The base of a pyramid is a rectangle whose length and breadth are 16 cm and 12 cm respectively. If the length of all the lateral edges passing through the vertex of the right rectangular pyramid is 26 cm, then find the volume of the pyramid in cubic centimeter?

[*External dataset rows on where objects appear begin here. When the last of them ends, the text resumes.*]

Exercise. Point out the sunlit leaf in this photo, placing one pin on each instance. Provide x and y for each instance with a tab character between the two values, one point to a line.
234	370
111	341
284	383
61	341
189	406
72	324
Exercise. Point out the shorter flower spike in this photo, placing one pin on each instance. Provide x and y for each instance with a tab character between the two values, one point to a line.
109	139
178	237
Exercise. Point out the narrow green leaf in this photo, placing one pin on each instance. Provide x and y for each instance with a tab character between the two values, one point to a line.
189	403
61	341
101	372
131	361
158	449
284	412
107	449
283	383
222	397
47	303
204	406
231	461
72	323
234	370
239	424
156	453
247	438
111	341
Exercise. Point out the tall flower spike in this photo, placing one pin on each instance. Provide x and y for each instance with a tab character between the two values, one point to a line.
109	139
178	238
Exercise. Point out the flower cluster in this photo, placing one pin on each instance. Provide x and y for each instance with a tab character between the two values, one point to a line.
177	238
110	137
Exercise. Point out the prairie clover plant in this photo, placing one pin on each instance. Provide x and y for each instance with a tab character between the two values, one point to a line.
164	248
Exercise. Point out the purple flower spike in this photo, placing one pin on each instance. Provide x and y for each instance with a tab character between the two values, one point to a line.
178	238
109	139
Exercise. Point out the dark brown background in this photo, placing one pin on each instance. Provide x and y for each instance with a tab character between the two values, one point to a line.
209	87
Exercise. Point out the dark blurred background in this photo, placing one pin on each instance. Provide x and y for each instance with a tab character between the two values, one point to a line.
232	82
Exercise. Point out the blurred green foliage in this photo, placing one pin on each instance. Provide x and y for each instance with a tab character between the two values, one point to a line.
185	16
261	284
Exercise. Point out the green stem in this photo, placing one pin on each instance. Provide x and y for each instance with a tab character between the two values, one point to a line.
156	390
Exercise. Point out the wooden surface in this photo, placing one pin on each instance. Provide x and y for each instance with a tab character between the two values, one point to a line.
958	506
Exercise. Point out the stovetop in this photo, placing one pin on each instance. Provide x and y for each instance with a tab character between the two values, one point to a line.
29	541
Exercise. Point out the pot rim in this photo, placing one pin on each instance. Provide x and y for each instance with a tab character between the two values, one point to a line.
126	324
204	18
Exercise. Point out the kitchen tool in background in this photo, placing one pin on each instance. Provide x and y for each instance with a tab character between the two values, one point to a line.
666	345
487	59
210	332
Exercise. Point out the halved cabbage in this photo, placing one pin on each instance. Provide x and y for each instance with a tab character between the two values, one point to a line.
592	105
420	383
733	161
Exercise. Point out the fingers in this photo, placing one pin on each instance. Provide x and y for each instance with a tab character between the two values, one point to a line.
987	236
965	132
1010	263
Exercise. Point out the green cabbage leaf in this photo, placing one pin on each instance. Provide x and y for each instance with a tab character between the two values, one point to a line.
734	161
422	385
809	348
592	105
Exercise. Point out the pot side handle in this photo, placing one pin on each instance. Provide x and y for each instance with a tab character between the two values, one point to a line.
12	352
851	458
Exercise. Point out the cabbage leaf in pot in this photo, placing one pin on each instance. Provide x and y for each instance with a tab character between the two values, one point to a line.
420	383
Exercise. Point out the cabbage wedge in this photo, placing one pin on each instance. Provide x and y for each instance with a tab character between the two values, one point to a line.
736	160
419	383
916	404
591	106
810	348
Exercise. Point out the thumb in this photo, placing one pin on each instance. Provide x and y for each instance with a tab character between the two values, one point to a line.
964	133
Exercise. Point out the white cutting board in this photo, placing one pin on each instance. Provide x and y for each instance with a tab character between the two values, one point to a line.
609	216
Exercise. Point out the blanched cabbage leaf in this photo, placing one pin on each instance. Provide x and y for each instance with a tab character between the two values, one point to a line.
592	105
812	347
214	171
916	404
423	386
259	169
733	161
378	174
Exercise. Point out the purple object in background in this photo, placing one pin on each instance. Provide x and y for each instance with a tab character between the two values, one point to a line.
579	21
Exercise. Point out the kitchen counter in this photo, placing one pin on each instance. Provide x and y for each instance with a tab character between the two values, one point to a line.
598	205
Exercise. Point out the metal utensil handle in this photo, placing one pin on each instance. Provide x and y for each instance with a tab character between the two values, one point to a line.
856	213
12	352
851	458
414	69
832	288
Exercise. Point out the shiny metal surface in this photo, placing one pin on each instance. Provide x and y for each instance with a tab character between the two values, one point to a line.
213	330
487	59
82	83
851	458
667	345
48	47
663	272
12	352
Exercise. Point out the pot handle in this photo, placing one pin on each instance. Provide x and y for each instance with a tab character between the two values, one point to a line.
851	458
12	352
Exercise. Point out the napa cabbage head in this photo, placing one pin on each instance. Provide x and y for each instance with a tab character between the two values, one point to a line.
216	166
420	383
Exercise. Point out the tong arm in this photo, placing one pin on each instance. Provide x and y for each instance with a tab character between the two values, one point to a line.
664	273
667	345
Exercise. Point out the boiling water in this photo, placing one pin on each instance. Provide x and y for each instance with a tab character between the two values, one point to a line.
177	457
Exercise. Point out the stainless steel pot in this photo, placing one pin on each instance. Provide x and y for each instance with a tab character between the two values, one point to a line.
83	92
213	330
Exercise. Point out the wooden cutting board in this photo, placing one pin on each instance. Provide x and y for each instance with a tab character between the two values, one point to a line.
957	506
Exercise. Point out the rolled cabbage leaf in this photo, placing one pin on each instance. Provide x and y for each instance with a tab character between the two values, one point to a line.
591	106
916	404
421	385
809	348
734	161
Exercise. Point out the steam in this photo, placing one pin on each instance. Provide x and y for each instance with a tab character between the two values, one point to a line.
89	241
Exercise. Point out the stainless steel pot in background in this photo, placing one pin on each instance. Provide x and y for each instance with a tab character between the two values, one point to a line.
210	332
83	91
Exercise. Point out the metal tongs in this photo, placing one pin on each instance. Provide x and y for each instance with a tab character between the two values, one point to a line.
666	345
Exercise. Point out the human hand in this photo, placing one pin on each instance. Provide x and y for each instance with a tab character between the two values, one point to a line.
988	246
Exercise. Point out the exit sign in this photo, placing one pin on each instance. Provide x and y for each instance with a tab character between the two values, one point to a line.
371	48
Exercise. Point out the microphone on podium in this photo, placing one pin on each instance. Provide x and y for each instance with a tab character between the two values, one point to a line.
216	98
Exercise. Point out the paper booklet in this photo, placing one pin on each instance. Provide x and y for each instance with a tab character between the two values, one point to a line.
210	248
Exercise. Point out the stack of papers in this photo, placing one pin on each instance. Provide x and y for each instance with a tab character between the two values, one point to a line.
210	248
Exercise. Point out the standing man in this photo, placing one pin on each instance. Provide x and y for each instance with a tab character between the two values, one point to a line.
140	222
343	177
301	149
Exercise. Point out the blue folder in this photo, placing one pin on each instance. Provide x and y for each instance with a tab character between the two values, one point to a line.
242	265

To find the volume of the pyramid, we can follow these steps: ### Step 1: Identify the dimensions of the base The base of the pyramid is a rectangle with: - Length (L) = 16 cm - Breadth (B) = 12 cm ### Step 2: Calculate the diagonal of the base The diagonal (D) of the rectangle can be calculated using the Pythagorean theorem: \[ D = \sqrt{L^2 + B^2} \] Substituting the values: \[ D = \sqrt{16^2 + 12^2} \] \[ D = \sqrt{256 + 144} \] \[ D = \sqrt{400} \] \[ D = 20 \text{ cm} \] ### Step 3: Relate the lateral edge to the height of the pyramid Let the height of the pyramid be \( H \). The lateral edge (E) of the pyramid is given as 26 cm. The relationship between the lateral edge, height, and half of the diagonal of the base can be expressed as: \[ E^2 = H^2 + \left(\frac{D}{2}\right)^2 \] Substituting the known values: \[ 26^2 = H^2 + \left(\frac{20}{2}\right)^2 \] \[ 676 = H^2 + 10^2 \] \[ 676 = H^2 + 100 \] ### Step 4: Solve for the height (H) Rearranging the equation to solve for \( H^2 \): \[ H^2 = 676 - 100 \] \[ H^2 = 576 \] Taking the square root: \[ H = \sqrt{576} \] \[ H = 24 \text{ cm} \] ### Step 5: Calculate the volume of the pyramid The volume (V) of the pyramid can be calculated using the formula: \[ V = \frac{1}{3} \times \text{Area of base} \times \text{Height} \] The area of the base (A) is: \[ A = L \times B = 16 \times 12 = 192 \text{ cm}^2 \] Now substituting the area and height into the volume formula: \[ V = \frac{1}{3} \times 192 \times 24 \] Calculating: \[ V = \frac{1}{3} \times 4608 \] \[ V = 1536 \text{ cm}^3 \] ### Final Answer The volume of the pyramid is **1536 cm³**. ---